Mi garganta, seca por la impresión de quién no entiende lo qué está pasando, apenas podía emitir sonido alguno. Asentí con la cabeza, sin embargo, mi rostro reflejaba la incógnita de la incredulidad.
El muchacho, que había dejado de martillear, único testigo de nuestro encuentro, nos miraba con la boca entreabierta, como quien no puede salir de su desconcierto y decide perderse en él. Ambas nos percatamos de lo que estaba ocurriendo, y la mujer de vestido negro dio una frenética palmada ante los incrédulos ojos del chico, casi rozando su rostro. El muchacho pareció sobresaltarse, como el que despierta de un sueño hipnótico.
—¡Muchacho! ¡Vuelve a tu trabajo, las tablas no se clavan solas! —le amonestó con rostro severo.
La mujer, de unos sesenta y cinco o setenta años, iba ataviada con un vestido negro de seda, típico de las viudas enlutadas de la alta sociedad del siglo XVIII. Me cogió de un brazo, el voluminoso ropaje rozaba una de mis piernas al andar. Apresurada, mirando casi a varios sitios a la vez, me dirigió a una de las habitaciones de la casa.
—He mandado preparar esta estancia para ti, espero que te guste y que te sientas tan cómoda como en tu propio hogar —anunció con solemnidad— de hecho, esta es tu casa —continuó con una sonrisa pícara de complicidad.
Instantes antes, en el pasillo, con la severidad de sus movimientos y por la intransigencia con la que había llamado al orden al muchacho, no hubiera pensado que la mujer sonriera muchas veces.

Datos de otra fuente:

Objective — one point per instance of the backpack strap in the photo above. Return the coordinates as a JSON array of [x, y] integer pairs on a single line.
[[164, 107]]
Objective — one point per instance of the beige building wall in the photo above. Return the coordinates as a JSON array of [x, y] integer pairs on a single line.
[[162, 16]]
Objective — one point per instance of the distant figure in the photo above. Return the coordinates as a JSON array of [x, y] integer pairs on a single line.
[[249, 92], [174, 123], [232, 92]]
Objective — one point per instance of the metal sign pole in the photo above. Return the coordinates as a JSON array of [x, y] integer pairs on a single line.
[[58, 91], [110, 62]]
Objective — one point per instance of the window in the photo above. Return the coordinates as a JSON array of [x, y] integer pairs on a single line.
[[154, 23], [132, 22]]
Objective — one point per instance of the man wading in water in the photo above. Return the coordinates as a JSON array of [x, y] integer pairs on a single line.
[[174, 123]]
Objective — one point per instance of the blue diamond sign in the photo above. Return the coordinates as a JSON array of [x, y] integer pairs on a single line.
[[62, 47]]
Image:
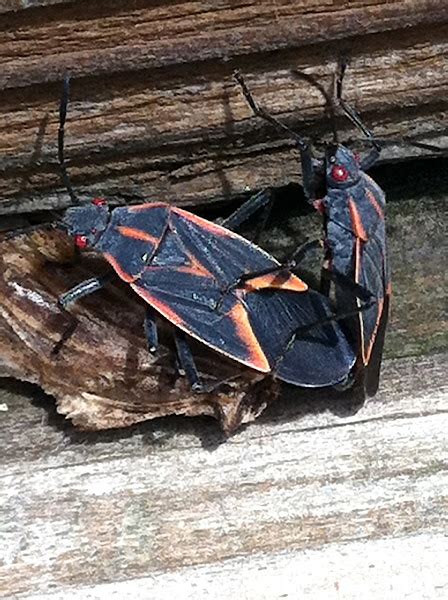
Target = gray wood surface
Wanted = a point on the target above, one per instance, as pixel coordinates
(306, 502)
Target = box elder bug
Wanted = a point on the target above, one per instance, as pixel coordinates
(211, 284)
(353, 206)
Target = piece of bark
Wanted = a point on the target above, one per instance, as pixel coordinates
(103, 376)
(156, 113)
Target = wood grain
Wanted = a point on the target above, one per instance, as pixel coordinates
(156, 113)
(155, 512)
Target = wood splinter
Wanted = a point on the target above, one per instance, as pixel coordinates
(103, 375)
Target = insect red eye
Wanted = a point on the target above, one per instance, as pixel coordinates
(81, 241)
(339, 173)
(99, 202)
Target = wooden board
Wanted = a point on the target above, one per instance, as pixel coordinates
(156, 113)
(306, 502)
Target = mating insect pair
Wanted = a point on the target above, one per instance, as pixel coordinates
(221, 289)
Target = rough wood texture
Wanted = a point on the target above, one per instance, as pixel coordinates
(103, 375)
(155, 111)
(304, 502)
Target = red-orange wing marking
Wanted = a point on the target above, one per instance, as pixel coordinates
(148, 206)
(281, 281)
(257, 359)
(163, 308)
(137, 234)
(358, 227)
(195, 268)
(204, 224)
(120, 272)
(374, 202)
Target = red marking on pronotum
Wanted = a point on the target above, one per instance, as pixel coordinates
(358, 227)
(80, 241)
(120, 271)
(374, 202)
(206, 225)
(319, 206)
(137, 234)
(147, 206)
(195, 268)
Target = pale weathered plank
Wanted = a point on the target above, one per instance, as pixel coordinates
(301, 480)
(387, 569)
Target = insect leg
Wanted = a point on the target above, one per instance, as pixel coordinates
(61, 135)
(150, 327)
(306, 158)
(186, 362)
(85, 288)
(261, 201)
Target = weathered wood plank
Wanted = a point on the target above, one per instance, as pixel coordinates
(383, 569)
(301, 480)
(127, 38)
(155, 111)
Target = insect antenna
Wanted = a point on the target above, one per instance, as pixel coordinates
(355, 118)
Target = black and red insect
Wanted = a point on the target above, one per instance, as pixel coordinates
(353, 206)
(212, 285)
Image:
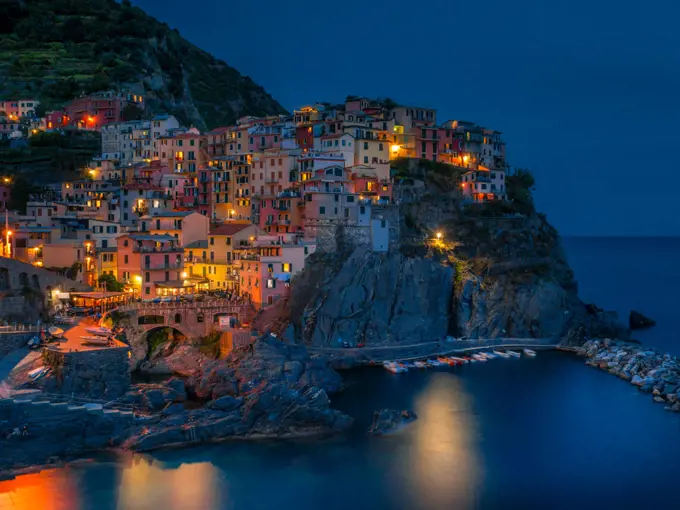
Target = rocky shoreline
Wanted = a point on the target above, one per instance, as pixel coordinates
(268, 390)
(650, 370)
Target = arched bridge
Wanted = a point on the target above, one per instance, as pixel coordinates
(193, 320)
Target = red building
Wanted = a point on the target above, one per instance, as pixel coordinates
(100, 108)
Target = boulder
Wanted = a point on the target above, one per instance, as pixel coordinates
(226, 403)
(639, 321)
(390, 420)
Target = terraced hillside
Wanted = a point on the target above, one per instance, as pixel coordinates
(56, 49)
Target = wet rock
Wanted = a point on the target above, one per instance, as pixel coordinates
(639, 321)
(390, 420)
(226, 403)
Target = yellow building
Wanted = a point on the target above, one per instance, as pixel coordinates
(213, 260)
(107, 262)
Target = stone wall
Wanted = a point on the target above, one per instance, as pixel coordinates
(15, 275)
(101, 373)
(55, 430)
(331, 235)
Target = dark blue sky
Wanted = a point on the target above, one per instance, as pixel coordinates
(585, 91)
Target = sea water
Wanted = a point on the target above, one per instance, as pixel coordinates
(547, 432)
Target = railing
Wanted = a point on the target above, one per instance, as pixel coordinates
(21, 328)
(171, 265)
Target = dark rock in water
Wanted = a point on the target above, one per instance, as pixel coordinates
(177, 385)
(226, 403)
(639, 321)
(390, 420)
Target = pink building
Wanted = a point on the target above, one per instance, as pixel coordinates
(100, 108)
(152, 265)
(5, 195)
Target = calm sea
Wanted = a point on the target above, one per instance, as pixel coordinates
(537, 433)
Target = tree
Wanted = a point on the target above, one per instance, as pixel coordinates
(21, 189)
(519, 187)
(132, 112)
(109, 282)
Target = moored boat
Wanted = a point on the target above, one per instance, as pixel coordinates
(101, 331)
(56, 332)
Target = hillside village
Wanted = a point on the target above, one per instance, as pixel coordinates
(167, 211)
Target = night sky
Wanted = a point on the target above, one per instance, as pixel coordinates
(586, 92)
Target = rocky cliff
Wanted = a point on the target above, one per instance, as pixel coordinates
(56, 49)
(498, 270)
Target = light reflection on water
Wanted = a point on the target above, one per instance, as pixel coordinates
(444, 461)
(186, 487)
(508, 434)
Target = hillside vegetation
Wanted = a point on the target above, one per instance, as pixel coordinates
(56, 49)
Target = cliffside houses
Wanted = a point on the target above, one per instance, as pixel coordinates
(169, 210)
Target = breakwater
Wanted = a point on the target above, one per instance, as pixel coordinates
(650, 370)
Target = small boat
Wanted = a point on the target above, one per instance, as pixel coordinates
(56, 332)
(393, 367)
(101, 331)
(37, 373)
(94, 340)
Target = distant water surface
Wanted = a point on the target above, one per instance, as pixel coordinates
(544, 433)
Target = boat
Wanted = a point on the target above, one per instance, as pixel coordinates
(100, 331)
(95, 340)
(393, 367)
(56, 332)
(37, 373)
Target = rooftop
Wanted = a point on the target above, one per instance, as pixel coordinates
(229, 229)
(197, 244)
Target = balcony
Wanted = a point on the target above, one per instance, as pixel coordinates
(156, 249)
(170, 265)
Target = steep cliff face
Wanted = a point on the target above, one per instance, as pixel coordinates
(496, 272)
(56, 49)
(374, 298)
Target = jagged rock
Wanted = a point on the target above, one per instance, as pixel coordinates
(639, 321)
(390, 420)
(177, 385)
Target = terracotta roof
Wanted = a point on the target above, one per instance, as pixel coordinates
(229, 229)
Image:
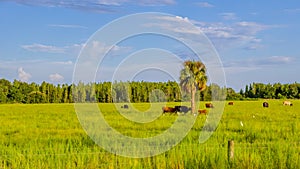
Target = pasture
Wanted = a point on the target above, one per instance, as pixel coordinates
(50, 136)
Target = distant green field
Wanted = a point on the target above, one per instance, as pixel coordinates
(50, 136)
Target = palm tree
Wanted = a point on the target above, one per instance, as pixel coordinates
(192, 78)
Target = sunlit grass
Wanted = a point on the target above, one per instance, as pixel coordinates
(50, 136)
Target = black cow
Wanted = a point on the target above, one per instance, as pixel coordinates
(125, 106)
(183, 109)
(265, 104)
(171, 110)
(209, 105)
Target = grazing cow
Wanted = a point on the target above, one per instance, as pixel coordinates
(183, 109)
(287, 103)
(203, 111)
(209, 105)
(125, 106)
(265, 104)
(169, 110)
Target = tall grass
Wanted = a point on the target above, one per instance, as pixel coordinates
(50, 136)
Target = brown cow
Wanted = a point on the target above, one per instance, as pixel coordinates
(183, 109)
(209, 105)
(203, 111)
(287, 103)
(265, 104)
(169, 110)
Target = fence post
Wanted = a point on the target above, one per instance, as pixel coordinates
(230, 150)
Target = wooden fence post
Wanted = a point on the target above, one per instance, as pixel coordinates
(230, 150)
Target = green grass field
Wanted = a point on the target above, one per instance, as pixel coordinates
(50, 136)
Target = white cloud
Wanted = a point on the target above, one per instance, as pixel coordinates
(56, 77)
(42, 48)
(23, 76)
(101, 6)
(64, 63)
(204, 5)
(75, 48)
(292, 11)
(229, 16)
(255, 63)
(155, 2)
(67, 26)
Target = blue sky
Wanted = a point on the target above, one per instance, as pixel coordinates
(257, 41)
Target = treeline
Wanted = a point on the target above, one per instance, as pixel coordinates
(108, 92)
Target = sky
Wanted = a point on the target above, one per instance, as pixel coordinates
(43, 40)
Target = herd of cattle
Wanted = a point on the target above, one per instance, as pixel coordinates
(185, 109)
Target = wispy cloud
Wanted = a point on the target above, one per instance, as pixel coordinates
(56, 77)
(259, 62)
(292, 11)
(67, 26)
(155, 2)
(101, 6)
(204, 5)
(23, 76)
(52, 49)
(241, 34)
(43, 48)
(229, 16)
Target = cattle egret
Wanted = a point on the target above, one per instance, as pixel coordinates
(241, 123)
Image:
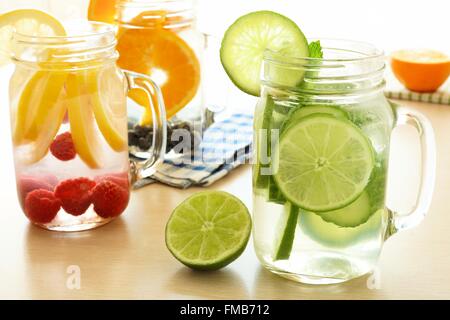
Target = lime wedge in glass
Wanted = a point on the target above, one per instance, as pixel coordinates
(323, 163)
(246, 40)
(208, 230)
(332, 235)
(303, 111)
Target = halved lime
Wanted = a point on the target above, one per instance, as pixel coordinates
(356, 213)
(245, 41)
(323, 163)
(303, 111)
(208, 230)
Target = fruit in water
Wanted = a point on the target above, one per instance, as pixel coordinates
(26, 184)
(303, 111)
(75, 195)
(121, 179)
(82, 122)
(208, 230)
(112, 129)
(421, 70)
(39, 114)
(109, 199)
(41, 206)
(62, 147)
(168, 59)
(323, 163)
(288, 224)
(249, 37)
(102, 10)
(356, 213)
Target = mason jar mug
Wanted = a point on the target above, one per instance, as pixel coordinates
(322, 135)
(160, 39)
(69, 127)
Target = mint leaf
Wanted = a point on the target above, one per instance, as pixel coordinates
(315, 50)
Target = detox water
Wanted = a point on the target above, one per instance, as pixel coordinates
(314, 249)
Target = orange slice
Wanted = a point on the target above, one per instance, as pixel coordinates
(167, 58)
(102, 10)
(420, 70)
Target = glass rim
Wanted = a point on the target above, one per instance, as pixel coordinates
(277, 57)
(104, 30)
(153, 3)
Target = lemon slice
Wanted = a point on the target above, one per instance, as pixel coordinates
(110, 114)
(41, 91)
(82, 122)
(25, 21)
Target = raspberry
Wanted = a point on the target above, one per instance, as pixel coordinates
(121, 179)
(109, 199)
(63, 148)
(75, 195)
(26, 184)
(41, 206)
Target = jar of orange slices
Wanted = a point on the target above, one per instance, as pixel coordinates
(160, 39)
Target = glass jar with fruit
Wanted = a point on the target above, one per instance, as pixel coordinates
(69, 126)
(321, 149)
(160, 39)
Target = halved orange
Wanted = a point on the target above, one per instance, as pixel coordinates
(421, 70)
(167, 58)
(102, 10)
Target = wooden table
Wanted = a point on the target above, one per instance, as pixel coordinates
(128, 258)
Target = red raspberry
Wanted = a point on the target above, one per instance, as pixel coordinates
(121, 179)
(41, 206)
(63, 148)
(26, 184)
(109, 199)
(75, 195)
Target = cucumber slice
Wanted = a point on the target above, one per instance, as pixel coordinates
(245, 41)
(358, 212)
(331, 235)
(275, 194)
(287, 227)
(304, 111)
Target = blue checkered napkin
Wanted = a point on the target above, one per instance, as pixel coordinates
(226, 145)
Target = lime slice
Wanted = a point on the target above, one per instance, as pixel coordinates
(288, 226)
(303, 111)
(323, 163)
(352, 215)
(208, 230)
(245, 41)
(331, 235)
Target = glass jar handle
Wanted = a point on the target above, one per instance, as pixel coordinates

Sin embargo, en la soledad de la habitación, su mirada se trasformó en dulce y maternal.
—¡Si estás helada, muchacha! —se sobresaltó al observar mi piel enrojecida por el frío.
Me arropó con una manta de lana, la aspereza rozó mi cuerpo, pero acepté de buen grado un poco de calor.
Me percaté que a donde realmente me había conducido, era la misma estancia en la que me hallaba dormida hacía unos escasos tres cuartos de hora, sin embargo, aquel dormitorio ahora me pareció más amplio y confortable. El crepitar del fuego, que se encontraba encendido, me recordó al de mi niñez en la vieja casa familiar.
Mi mente racional me convenció de que no se trataba más que de un sueño muy vívido que me llevaba a otro siglo, a otra época, pero en la misma casa. Quizás fruto de todo el tiempo que había pasado observando y analizando aquella noche los rostros de mis predecesores.
—Cómo te he dicho antes —interrumpió mis pensamientos—, pensábamos que vendrías dentro de unas horas, al mediodía. Tenía pensado bajar a buscarte al sótano, sin embargo veo que ya conoces el camino muy bien —comentó mientras volvía a mirarme con sonrisa cómplice.
Mi incredulidad se reflejaban en todo mí ser. La mujer, lista como una liebre, comenzó a sospechar que quizás yo ignoraba algunos detalles que ella había dado por hecho que yo conocía.